MAURO BERGAMIN (VENETI D’EUROPA) A PROPOS DE LA « RENCONTRE INTERNATIONALE DES JEUNESSES MINORITAIRES » 2000

 

Bravo ! Que voulez-vous que je vous dise ? Les membres de la Jeunesse Valdôtaine ont eu une idée formidable : organiser une rencontre entre les jeunes autonomistes européens et, qui plus est, ils ont su la mettre en pratique admirablement. C’est l’enthousiasme de connaître des jeunes gens provenant d’autres pays, qui se battent pour les mêmes idéaux, c’est un débat fort intéressant avec la participation d’illustres intervenants, et puis faire la fête ensemble… Bravo à tous !

Ce qui s’est dégagé clairement de ces journées, me semble-t-il, c’est l’importance des liens d’étroite collaboration qui ont pu se nouer entre les différents groupes autonomistes européens : pour ne citer qu’un seul exemple, ces jours-ci, puisque nous ne disposons pas de parlementaires européens, nous ne serions jamais parvenus à transmettre au Parlement européen un document en faveur des « Serenissimi » (les célèbres libérateurs du campanile de Saint-Marc de Venise, en 1997), qui sont, hélas, toujours poursuivis par la justice italienne.

Ce qui m’a frappé par-dessus tout, outre l’organisation impeccable, c’est l’ouverture d’esprit des jeunes intervenants et leur besoin d’échanges. Cela fait vraiment chaud au cœur de voir de ses propres yeux des jeunes gens, appartenant à des peuples aussi différents, qui consacrent tout leur temps à leur pays et à leur concitoyens et ce, malgré les difficultés de chaque jour.

Se rencontrer, s’entraider, ce n’est pas seulement apprendre par l’expérience d’autrui, c’est aussi réaffirmer ses revendications, leur donner un nouvel essor européen.

On a parlé de la possibilité de présenter, un jour ou l’autre, des listes transfrontalières aux élections européennes : cela pourrait représenter pour nous tous un challenge très intéressant. J’ai perçu également – et j’ai beaucoup apprécié – une vision politique véritablement autonomiste partagée de tous et bien ancrée dans les esprits, une vision ouverte à la coopération mais fidèle au principe « maîtres chez nous ». C’est là un modèle européen de coopération politique, voué à un bel avenir.

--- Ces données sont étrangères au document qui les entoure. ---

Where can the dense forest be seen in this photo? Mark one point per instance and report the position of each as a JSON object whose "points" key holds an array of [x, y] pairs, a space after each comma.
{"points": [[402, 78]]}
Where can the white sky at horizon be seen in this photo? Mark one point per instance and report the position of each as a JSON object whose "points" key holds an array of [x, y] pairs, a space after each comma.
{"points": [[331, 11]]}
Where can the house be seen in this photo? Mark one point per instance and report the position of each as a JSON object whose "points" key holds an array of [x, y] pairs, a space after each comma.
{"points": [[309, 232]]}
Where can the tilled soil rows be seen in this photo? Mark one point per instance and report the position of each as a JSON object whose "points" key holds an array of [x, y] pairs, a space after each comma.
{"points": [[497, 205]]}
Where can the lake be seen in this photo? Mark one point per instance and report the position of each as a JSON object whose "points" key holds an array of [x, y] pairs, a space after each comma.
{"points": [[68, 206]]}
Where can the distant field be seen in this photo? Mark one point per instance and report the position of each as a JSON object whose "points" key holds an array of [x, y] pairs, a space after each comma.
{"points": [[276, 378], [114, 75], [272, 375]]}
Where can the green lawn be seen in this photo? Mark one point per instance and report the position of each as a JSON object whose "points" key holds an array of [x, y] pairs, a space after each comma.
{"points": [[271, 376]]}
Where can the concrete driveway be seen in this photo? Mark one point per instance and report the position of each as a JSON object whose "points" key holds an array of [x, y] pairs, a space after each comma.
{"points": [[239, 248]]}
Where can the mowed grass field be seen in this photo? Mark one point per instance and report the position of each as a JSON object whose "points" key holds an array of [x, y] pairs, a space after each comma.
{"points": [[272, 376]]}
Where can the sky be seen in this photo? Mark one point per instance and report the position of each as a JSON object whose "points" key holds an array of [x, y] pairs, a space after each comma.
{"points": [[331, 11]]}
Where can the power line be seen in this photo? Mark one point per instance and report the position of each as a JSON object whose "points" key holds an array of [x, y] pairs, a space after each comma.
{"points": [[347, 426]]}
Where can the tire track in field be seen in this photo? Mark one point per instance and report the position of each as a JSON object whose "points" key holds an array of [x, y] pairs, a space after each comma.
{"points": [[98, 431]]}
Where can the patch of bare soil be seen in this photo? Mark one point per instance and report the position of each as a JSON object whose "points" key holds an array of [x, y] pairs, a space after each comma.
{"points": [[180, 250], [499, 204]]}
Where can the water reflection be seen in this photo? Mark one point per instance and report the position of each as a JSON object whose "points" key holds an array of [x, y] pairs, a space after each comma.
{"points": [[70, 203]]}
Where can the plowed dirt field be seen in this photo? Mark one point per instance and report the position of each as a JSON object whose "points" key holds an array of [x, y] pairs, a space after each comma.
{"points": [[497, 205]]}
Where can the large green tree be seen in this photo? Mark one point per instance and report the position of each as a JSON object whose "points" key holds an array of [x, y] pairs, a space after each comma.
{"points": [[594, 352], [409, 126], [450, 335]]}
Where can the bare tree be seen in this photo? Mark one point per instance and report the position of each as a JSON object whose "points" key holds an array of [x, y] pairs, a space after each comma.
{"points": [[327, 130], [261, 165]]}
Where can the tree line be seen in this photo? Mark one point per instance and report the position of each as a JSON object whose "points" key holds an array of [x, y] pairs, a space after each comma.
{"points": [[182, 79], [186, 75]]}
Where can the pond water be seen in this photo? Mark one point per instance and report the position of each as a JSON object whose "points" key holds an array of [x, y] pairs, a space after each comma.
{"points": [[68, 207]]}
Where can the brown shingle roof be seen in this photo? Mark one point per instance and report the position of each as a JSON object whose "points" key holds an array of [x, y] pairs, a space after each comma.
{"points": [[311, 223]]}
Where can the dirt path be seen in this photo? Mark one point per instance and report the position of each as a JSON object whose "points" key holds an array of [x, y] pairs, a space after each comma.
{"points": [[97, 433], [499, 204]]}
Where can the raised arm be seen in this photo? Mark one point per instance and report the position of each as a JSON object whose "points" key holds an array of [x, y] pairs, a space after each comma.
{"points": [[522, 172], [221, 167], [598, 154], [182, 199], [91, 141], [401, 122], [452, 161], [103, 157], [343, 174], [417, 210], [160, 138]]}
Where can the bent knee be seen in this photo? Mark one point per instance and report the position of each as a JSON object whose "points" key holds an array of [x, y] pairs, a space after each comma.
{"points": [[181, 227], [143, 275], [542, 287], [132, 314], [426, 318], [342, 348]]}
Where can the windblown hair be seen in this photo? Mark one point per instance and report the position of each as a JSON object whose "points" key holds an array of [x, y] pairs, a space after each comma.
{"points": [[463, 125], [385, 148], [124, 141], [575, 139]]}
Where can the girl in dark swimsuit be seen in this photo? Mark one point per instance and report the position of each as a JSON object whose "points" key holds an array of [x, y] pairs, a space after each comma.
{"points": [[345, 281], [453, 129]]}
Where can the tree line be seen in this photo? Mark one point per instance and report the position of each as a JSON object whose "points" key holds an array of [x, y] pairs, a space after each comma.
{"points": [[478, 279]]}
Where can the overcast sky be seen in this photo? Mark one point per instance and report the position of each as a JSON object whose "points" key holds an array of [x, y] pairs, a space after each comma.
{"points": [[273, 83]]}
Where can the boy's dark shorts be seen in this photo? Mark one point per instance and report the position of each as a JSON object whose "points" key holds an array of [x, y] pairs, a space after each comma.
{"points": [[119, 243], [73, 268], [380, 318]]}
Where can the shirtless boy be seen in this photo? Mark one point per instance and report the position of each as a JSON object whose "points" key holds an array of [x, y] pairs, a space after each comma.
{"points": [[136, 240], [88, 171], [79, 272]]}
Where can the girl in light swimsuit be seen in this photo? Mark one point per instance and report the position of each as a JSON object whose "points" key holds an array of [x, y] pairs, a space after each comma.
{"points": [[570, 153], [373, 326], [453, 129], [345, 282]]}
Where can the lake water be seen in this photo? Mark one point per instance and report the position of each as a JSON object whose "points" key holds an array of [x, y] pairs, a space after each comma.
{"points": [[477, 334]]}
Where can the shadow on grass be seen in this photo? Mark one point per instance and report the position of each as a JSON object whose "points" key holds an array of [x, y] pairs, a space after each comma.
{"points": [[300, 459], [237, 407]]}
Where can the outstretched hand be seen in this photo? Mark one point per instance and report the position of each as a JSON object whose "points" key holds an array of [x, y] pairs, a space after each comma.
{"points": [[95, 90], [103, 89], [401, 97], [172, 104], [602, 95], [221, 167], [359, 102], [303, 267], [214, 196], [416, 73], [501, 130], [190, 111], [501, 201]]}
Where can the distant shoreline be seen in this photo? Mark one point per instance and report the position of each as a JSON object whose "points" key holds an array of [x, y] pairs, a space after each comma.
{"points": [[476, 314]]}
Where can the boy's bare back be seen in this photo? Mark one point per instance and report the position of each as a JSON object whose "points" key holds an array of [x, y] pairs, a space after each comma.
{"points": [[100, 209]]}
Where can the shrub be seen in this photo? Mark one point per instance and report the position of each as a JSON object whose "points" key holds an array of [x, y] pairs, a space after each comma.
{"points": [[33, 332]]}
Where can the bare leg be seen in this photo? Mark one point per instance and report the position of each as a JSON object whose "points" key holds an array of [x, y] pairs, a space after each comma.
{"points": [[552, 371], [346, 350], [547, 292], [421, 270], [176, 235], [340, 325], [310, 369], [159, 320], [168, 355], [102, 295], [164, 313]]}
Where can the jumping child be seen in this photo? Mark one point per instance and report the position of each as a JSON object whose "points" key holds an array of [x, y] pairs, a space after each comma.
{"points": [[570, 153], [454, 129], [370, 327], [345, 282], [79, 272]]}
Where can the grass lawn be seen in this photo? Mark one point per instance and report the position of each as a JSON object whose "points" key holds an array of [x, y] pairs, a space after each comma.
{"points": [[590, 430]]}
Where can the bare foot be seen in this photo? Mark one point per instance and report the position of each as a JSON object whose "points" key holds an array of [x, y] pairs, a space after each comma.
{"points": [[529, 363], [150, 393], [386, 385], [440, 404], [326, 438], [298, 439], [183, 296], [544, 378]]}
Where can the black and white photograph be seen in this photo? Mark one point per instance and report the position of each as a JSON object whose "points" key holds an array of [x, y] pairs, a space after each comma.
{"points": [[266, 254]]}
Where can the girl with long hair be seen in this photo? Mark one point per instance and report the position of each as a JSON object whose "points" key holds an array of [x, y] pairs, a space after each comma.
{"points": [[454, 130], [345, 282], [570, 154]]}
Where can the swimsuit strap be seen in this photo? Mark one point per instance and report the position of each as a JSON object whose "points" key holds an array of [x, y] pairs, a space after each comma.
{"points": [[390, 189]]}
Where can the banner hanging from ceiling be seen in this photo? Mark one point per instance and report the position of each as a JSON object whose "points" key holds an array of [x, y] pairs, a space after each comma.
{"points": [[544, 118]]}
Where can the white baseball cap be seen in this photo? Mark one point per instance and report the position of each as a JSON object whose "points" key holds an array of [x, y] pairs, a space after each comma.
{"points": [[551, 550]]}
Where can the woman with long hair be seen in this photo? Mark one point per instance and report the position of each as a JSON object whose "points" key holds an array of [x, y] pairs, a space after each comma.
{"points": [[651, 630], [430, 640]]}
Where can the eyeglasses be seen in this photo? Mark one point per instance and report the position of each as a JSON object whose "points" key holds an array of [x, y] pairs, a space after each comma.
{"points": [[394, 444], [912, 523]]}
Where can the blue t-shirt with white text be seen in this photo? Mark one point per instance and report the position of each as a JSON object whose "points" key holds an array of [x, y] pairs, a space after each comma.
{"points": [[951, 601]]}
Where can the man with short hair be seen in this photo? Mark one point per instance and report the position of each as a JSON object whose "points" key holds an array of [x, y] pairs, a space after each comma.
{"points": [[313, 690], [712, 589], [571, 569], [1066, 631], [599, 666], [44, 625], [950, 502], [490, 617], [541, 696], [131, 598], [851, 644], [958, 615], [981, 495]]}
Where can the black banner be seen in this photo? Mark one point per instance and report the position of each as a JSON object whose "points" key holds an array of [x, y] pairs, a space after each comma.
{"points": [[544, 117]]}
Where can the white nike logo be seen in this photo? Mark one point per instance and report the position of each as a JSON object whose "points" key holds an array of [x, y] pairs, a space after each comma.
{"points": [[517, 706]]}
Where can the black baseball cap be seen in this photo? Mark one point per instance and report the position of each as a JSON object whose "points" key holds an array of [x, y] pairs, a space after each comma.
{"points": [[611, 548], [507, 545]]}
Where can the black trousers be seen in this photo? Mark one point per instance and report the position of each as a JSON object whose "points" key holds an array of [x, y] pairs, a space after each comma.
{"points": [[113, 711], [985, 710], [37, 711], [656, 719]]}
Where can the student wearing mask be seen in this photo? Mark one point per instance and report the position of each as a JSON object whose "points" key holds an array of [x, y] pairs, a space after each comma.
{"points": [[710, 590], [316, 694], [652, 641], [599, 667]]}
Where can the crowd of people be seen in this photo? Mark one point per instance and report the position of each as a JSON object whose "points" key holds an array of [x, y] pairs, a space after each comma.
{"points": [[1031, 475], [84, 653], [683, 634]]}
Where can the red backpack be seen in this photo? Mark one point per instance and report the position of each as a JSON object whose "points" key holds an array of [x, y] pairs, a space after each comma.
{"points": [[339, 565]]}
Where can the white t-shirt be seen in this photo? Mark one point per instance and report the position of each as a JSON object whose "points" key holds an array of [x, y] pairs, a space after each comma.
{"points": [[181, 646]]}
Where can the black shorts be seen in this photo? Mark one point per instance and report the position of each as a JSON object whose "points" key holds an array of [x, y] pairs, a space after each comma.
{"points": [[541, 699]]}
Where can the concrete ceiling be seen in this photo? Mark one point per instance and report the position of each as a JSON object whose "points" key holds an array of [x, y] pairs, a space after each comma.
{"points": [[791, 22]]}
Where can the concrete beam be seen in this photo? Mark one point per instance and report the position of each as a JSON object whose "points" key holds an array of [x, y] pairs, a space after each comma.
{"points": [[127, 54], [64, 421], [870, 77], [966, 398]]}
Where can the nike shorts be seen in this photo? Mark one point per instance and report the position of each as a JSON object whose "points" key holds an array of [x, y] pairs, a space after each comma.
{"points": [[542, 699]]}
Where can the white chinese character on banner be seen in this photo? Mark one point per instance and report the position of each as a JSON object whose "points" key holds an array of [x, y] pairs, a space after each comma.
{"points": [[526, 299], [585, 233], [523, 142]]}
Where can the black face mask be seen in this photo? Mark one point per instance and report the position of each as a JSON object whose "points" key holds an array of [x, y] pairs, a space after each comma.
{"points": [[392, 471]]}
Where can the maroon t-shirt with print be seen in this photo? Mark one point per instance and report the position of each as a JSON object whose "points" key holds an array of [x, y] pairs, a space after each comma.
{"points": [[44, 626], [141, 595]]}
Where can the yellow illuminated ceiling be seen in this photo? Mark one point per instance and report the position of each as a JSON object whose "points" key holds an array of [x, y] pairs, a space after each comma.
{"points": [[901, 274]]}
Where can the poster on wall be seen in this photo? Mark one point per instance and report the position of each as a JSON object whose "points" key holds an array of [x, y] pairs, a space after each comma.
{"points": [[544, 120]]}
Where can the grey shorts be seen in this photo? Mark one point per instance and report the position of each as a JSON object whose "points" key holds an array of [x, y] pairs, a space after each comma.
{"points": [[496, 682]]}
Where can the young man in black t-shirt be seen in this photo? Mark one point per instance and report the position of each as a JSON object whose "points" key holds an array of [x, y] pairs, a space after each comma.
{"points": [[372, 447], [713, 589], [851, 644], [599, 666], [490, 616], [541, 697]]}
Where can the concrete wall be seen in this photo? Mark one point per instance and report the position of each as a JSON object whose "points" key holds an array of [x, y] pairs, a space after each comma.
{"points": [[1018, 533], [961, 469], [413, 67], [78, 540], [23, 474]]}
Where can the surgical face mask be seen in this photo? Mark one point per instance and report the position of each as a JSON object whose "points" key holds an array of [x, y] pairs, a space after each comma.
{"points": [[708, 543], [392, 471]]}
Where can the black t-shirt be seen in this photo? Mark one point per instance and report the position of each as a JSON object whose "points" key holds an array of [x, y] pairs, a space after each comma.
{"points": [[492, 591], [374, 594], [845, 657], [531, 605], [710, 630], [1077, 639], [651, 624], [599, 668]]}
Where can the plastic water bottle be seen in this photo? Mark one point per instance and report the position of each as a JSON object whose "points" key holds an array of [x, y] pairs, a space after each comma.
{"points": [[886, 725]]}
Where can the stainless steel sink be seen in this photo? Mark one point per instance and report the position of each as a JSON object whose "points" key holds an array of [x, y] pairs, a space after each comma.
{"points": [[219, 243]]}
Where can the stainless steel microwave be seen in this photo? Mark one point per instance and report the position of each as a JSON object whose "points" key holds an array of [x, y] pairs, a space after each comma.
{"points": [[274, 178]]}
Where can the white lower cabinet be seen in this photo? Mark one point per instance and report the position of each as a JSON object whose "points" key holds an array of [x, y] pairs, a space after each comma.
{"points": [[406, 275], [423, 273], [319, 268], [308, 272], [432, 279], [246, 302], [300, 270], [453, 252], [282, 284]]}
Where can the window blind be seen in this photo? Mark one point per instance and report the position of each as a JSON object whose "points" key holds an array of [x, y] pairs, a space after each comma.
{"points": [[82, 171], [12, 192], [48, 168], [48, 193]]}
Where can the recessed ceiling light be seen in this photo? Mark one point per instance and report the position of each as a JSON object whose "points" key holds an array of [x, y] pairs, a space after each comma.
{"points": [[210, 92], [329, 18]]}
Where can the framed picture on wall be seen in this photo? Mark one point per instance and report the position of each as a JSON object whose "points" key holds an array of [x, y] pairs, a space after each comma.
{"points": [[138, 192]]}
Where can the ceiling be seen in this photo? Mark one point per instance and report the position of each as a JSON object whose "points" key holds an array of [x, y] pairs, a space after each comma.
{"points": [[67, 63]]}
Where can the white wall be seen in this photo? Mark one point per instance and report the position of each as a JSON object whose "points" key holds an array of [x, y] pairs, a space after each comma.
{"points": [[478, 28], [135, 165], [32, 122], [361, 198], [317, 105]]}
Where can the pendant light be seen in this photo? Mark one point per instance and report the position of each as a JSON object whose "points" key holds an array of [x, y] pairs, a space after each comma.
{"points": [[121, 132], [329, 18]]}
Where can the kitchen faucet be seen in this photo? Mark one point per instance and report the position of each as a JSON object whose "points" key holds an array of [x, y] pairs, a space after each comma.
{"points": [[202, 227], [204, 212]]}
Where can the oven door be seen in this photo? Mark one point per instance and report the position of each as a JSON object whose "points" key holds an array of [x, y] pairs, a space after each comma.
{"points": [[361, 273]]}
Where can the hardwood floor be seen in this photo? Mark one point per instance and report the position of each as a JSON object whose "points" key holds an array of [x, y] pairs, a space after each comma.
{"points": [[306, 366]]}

Dans la Vénétie, s’il est vrai que les groupes « autonomistes » sont très nombreux, ils sont tout de même de plus en plus restreints et de plus en plus en conflit les uns avec les autres. La preuve en est que, lors des dernières élections régionales, la population vénitienne s’est rangée à 90 % du côté des deux pôles italiens. Pour que la « question vénitienne », liée jusqu’à présent à l’image un peu rustre et fanfaronne de la « Lega Nord », puisse se forger une dimension nouvelle et gagner en dignité, j’estime de la plus haute importance le fait que les « Veneti d’Europa » s’appuient entièrement sur les mouvements autonomistes, représentés au sein des institutions européennes, qui sont appréciés et respectés à l’échelon international et qui ont su donner à leurs concitoyens des réponses valables et concrètes.

Du point de vue culturel, et non seulement politique, j’estime que notre mouvement est à même de faire passer deux notions majeures, des notions applicables, à notre avis, à tout mouvement autonomiste, quoique dans des proportions différentes : faire comprendre aux jeunes que la Liberté et le Bonheur ne sont pas des valeurs que l’on peut atteindre par ses propres moyens, comme la mentalité la plus courante voudrait nous le faire croire. L’idée, assez répandue, selon laquelle la globalisation entraîne forcément l’uniformisation des us et coutumes, et, par-là même, l’obligation pour tout le monde de se cantonner dans la sauvegarde de ses propres biens est, à notre sens, dénuée de tout fondement. Tout seul, peut-on être libre et heureux, sans le soutien d’une communauté qui partage les mêmes valeurs, la même sensibilité et la même façon de communiquer ?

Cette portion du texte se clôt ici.